Mark Power: Things Being Made
With photographs taken over 27 years across 23 countries, the book Fashion by Mark Power reveals the hidden spaces where things are built rather than displayed. Taking its title from the verb “to fashion”, to make, assemble, construct, the book directs the attention toward the backstage of production.
By Gaia Squarci. Photographs by Mark Power
Using a large format camera for most photographs, Mark Power works in empty architectural spaces, quarries and factories, shooting construction machinery and tools. Prosaic subjects turn into images charged with subtle irony, wonder, and the feeling of entering forbidden spaces.
The project began with his sustained documentation of the construction of the Millennium Dome in London between 1997 and 2000, which saw him returning to the site more than one hundred times.
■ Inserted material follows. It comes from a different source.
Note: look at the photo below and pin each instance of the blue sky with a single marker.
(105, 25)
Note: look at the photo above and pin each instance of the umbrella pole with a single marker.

It recalls a near vanished tradition in which a single photographer follows a monumental undertaking from beginning to completion.
For this and subsequent commissions, Mark Power insisted on full creative independence. This freedom allowed him to turn assignments into a long term body of work, building an archive of his own vision over time. The sequencing of the book resists chronology and avoids captions. The images progress through visual association, an approach he began refining during a 2018 Magnum Photos Live Lab in Lisbon, influenced by the landmark book Evidence (1977), by Mike Mandel and Larry Sultan.
The book FASHION is published by GOST and available at the price of €90.